Tuesday, February 9, 2010

Poems #4

Burying an Animal on the Way to the New York by Gerald Stern
The title made me think this poem was going to be a narrative. I was entirely wrong. The poem says to keep driving and not swerve when you see road kill in your path because you are helping to bury it. Stern gives a descriptive account of the dead animal, but not in a disgusting way. The description is subtle in such lines as "brown flesh", "crushed limbs", and "dark spot." He compares motorists that drive over road kill to mourners. His reference to the "first suffering" creates the image of the actual act of running over the animal in the mind of the reader. The shift takes place when the poem stops describing the scene and tells you to respect and learn from it. While reading the poem the reader begins to feel pity for the animal. The author's tone shows he respects the circle of life. The poem seems to remind us that death is simply part of life and we should respect it.
Stern did a good job of writing about what most of us consider a disgusting subject in a not disgusting way. I doubt there are few who can write about road kill with such grace. For some reason the poem makes me picture a squirrel. Maybe I get that from the line "crushed limbs," since squirrels do a lot with their hands. I like the first eight or so lines because they seemed to to concentrate on the awareness of a life lost. However when he talks about "shreds of spirit and little ghost fragments," in the last lines, I kept seeing little squirrels' ghosts floating through the air and it killed the mood for me.

Question by May Swenson
From the title I thought that Swenson was going to ask some of life's profound questions.
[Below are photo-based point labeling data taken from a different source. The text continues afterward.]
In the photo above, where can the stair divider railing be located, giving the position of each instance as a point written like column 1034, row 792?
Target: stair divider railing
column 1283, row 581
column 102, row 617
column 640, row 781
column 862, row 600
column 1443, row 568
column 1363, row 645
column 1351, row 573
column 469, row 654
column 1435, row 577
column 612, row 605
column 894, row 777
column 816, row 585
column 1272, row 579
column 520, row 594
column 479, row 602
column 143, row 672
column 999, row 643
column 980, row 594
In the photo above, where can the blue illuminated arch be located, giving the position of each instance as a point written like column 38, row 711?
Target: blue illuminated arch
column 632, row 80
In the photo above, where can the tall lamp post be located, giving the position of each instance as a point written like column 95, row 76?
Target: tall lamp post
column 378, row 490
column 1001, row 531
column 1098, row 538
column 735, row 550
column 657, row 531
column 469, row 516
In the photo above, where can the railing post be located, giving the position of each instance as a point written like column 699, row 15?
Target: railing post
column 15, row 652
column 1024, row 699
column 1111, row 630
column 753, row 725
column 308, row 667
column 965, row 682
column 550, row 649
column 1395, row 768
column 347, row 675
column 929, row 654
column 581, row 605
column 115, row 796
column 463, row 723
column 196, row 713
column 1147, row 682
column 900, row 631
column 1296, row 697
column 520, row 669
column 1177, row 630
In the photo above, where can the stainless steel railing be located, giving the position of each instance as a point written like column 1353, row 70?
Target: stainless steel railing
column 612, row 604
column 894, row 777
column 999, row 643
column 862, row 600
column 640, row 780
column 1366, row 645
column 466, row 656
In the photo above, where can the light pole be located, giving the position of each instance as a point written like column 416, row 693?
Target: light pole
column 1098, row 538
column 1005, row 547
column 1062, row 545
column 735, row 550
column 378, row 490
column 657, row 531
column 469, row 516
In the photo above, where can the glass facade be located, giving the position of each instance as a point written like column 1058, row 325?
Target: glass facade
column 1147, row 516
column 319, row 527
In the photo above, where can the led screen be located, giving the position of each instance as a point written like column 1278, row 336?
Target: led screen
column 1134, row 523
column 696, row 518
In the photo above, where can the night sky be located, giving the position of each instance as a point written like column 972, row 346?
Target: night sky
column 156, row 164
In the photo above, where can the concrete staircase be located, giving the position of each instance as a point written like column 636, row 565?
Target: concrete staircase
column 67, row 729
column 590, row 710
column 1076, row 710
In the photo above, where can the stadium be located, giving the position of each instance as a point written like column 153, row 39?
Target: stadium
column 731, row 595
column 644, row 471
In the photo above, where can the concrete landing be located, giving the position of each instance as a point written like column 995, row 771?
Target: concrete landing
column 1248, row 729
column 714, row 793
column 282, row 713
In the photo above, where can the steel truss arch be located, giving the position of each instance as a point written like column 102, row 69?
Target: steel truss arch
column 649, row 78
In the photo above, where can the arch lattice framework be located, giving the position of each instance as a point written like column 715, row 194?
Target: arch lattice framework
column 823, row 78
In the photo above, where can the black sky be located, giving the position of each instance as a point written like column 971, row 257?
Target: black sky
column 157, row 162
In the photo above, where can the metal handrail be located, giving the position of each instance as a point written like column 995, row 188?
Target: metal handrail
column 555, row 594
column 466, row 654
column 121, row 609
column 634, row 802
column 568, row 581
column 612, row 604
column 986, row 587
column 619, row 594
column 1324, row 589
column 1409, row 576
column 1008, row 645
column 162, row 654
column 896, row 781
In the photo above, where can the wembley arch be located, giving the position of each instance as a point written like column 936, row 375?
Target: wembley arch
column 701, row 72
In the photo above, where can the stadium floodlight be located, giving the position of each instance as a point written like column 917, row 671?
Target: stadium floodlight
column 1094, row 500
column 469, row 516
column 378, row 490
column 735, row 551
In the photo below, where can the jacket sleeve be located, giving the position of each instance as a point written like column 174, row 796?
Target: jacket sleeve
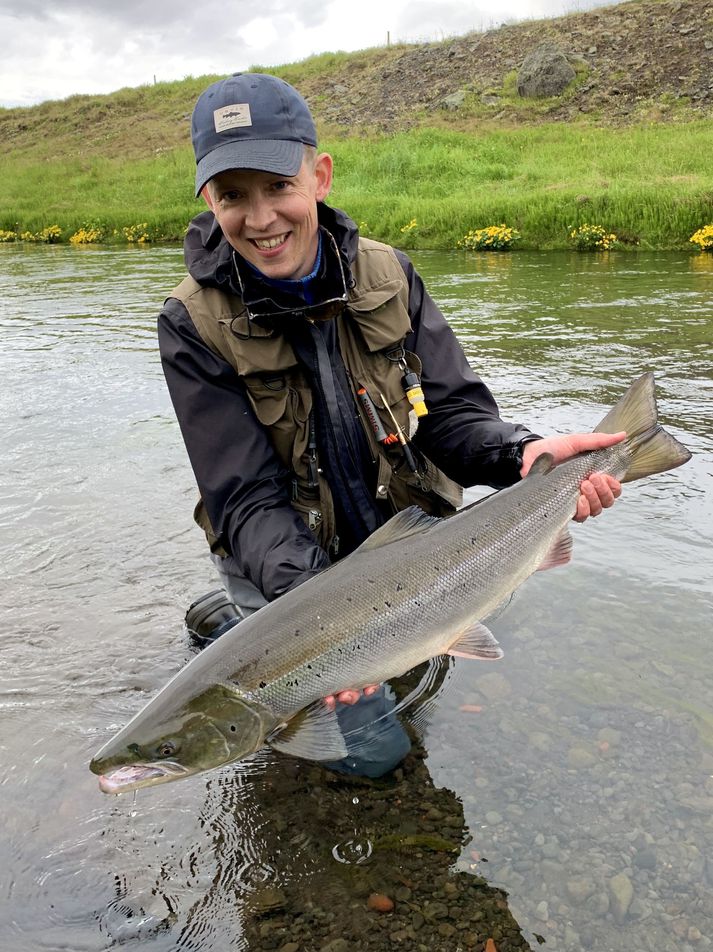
column 463, row 433
column 244, row 487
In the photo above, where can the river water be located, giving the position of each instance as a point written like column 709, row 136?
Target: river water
column 563, row 797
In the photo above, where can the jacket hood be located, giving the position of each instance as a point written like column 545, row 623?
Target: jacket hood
column 208, row 255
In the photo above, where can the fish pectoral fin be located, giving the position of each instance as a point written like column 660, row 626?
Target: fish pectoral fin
column 477, row 642
column 560, row 552
column 313, row 734
column 406, row 523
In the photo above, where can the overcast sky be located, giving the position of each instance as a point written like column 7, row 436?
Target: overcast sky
column 54, row 48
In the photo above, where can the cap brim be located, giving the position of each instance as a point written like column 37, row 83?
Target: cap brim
column 281, row 156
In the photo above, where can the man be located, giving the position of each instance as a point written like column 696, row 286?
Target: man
column 294, row 353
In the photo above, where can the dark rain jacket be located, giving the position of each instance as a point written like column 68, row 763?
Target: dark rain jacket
column 247, row 491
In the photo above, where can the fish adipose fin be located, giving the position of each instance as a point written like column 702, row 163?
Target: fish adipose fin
column 477, row 642
column 406, row 523
column 313, row 734
column 560, row 552
column 543, row 464
column 652, row 449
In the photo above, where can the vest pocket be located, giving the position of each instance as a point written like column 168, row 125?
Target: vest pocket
column 315, row 509
column 282, row 403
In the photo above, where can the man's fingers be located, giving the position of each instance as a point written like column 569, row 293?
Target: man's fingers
column 599, row 492
column 350, row 696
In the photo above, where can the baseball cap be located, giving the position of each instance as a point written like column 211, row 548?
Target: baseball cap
column 250, row 121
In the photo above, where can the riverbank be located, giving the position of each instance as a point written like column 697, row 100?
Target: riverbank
column 425, row 188
column 431, row 141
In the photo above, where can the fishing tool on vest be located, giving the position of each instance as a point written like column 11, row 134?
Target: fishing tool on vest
column 405, row 448
column 411, row 382
column 373, row 417
column 312, row 468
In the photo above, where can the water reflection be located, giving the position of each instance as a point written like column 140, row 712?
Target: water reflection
column 262, row 872
column 581, row 765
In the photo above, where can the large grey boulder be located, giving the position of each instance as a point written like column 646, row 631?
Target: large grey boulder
column 545, row 72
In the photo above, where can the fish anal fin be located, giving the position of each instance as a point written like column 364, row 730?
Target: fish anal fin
column 476, row 642
column 406, row 523
column 313, row 734
column 560, row 552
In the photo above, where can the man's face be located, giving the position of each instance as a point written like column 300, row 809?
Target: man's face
column 271, row 220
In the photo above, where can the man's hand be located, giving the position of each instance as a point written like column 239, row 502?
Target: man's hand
column 598, row 491
column 349, row 697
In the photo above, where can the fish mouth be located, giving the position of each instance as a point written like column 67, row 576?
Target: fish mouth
column 133, row 776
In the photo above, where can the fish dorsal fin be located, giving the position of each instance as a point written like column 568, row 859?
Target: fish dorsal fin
column 314, row 734
column 543, row 464
column 560, row 552
column 477, row 642
column 406, row 523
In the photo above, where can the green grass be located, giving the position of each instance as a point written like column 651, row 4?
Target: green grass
column 650, row 184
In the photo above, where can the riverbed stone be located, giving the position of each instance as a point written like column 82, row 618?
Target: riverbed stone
column 579, row 758
column 621, row 890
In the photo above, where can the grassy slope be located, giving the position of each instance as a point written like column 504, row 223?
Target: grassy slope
column 126, row 158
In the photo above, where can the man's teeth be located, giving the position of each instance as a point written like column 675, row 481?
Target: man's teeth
column 268, row 243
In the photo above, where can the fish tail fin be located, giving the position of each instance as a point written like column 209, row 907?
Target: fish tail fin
column 652, row 449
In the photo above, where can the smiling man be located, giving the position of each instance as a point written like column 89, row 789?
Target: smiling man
column 318, row 387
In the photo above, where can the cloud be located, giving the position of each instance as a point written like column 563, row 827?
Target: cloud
column 51, row 51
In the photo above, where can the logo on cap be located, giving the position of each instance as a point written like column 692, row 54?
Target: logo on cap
column 232, row 117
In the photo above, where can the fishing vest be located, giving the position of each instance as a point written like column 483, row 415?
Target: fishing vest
column 371, row 328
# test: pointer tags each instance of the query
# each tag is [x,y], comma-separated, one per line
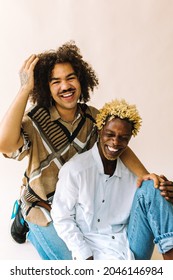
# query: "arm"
[134,165]
[166,188]
[64,213]
[10,126]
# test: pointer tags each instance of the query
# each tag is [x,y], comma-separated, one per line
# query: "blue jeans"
[151,222]
[47,242]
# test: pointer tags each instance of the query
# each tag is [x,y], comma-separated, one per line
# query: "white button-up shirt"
[90,209]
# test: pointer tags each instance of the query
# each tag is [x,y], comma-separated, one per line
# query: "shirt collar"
[97,158]
[54,114]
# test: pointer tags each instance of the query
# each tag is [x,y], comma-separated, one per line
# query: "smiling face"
[114,138]
[65,87]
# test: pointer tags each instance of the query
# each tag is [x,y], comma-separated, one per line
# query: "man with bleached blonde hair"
[97,210]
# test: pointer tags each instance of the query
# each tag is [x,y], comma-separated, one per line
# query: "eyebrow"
[68,76]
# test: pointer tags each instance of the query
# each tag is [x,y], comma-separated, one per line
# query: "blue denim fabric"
[151,222]
[47,242]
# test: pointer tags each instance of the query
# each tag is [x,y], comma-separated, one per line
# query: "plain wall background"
[129,43]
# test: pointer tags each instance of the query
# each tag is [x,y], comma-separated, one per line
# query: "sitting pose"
[98,211]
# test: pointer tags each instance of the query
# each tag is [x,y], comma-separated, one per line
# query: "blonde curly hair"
[122,110]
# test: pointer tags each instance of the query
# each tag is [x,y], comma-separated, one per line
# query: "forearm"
[133,163]
[10,138]
[10,126]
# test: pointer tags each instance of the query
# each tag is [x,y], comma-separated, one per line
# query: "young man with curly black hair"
[93,201]
[57,126]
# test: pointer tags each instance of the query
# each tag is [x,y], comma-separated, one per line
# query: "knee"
[147,189]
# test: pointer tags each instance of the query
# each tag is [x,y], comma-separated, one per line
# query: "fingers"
[163,177]
[26,72]
[156,179]
[30,62]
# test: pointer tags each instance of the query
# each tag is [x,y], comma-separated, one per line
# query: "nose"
[64,85]
[115,140]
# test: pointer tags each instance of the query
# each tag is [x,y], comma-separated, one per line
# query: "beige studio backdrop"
[130,45]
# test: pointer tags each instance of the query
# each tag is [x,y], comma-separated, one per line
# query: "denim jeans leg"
[150,222]
[47,242]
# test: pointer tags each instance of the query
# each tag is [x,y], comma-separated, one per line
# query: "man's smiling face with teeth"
[64,86]
[114,138]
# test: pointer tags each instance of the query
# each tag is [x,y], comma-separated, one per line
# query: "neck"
[67,115]
[109,166]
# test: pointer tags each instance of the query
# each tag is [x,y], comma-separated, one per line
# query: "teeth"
[111,149]
[67,95]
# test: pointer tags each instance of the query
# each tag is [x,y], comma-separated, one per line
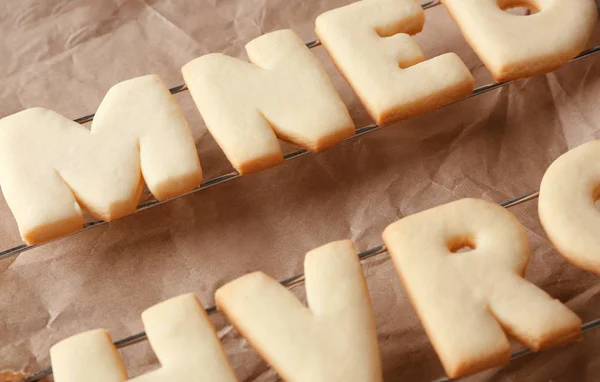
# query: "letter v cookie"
[467,301]
[333,340]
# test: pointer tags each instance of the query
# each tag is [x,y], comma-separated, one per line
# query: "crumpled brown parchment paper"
[64,55]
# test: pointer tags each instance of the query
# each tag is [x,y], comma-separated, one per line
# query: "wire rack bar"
[299,279]
[234,174]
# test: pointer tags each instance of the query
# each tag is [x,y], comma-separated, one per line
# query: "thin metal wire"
[234,174]
[299,279]
[526,351]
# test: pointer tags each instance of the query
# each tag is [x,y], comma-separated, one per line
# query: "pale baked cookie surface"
[515,46]
[466,301]
[283,93]
[566,205]
[334,340]
[370,43]
[180,334]
[50,165]
[89,356]
[185,343]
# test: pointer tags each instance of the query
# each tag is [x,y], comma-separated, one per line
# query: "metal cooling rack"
[234,174]
[298,279]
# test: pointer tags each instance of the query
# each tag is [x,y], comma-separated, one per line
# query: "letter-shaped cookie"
[334,340]
[88,356]
[467,300]
[569,189]
[284,93]
[370,43]
[50,165]
[513,46]
[185,343]
[180,334]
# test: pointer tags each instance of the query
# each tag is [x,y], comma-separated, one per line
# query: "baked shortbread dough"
[180,333]
[370,43]
[185,343]
[284,93]
[88,356]
[566,205]
[334,340]
[50,165]
[466,301]
[514,46]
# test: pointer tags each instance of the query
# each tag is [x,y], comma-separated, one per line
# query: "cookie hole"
[518,7]
[461,245]
[596,197]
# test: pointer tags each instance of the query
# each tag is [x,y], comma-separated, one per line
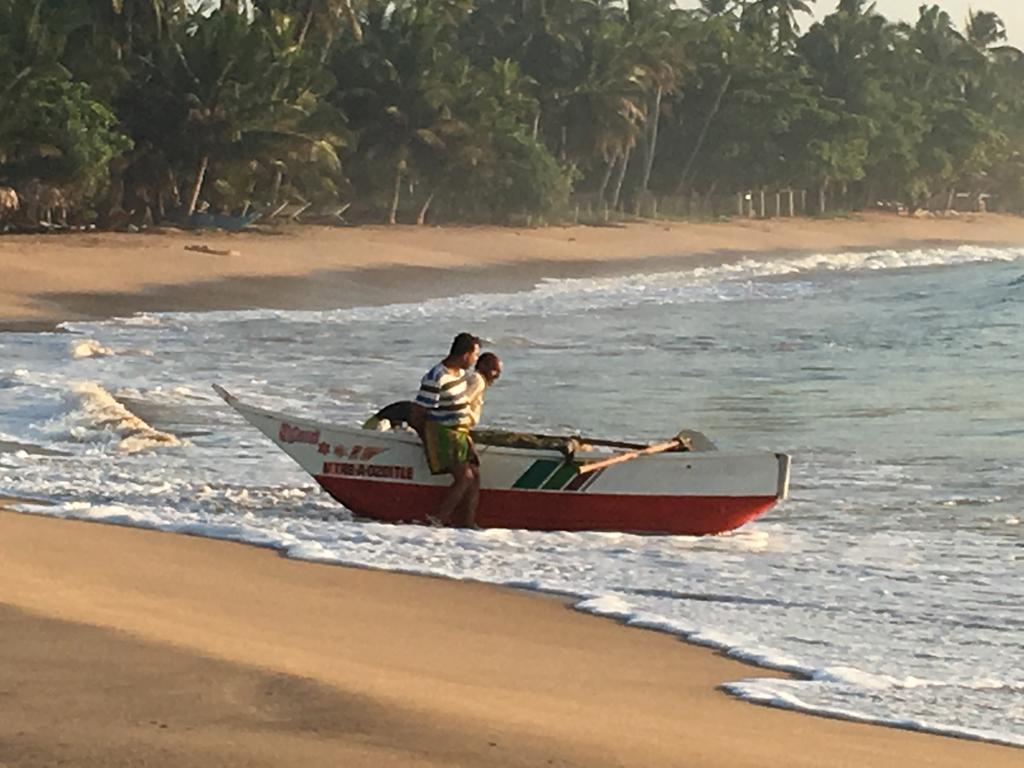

While she did ask questions, they were narrower than I originally imagined. Swenson ask what she is going to do when her home, horse, and hound are gone. She uses no punctuation in the poem save a question mark at the very end. That is where the title comes in. The whole poem is one big question. In the the first stanza she addresses the objects she is worried about losing. Then she changes and refers to them asking the audiences what she will do when they are gone. She gives specific details as to what each one of them gives to her life. The author wants the reader to feel the anxiety that she is going through when she considers losing these things. She herself feels very insecure. The shift comes at the very end when the true feelings of the author come out. She asks "With cloud for shift how will I hide?." She isn't just speaking about her house, horse, and hound, but of the security she has being surrounded by familiar things in life. The poem's theme is that everyone can't be certain of things in life and things can be taken away at any time.
The lack of punctuation made reading it the first time difficult because I never felt like I could pause. That in itself gave off the feeling of anxiety cause the lines seem to rattle on and on. If Body is her hound, which is what I gather from the third stanza, why does she put, "Body my house my horse my hound" at the beginning? The stanza describing what her horse and hound do for her was easy to understand. I didn't fully understand the stanza about her house. I gathered that the reference to lying in the sky was talking about being exposed without her house.

1 comment:

  1. For years I have searched for the above poem by Gerald Stern with no title or even who the poet was. Tonight, like magic - here it is. The haunt is over and I am filled with peace. Thank you. Thank you so much!!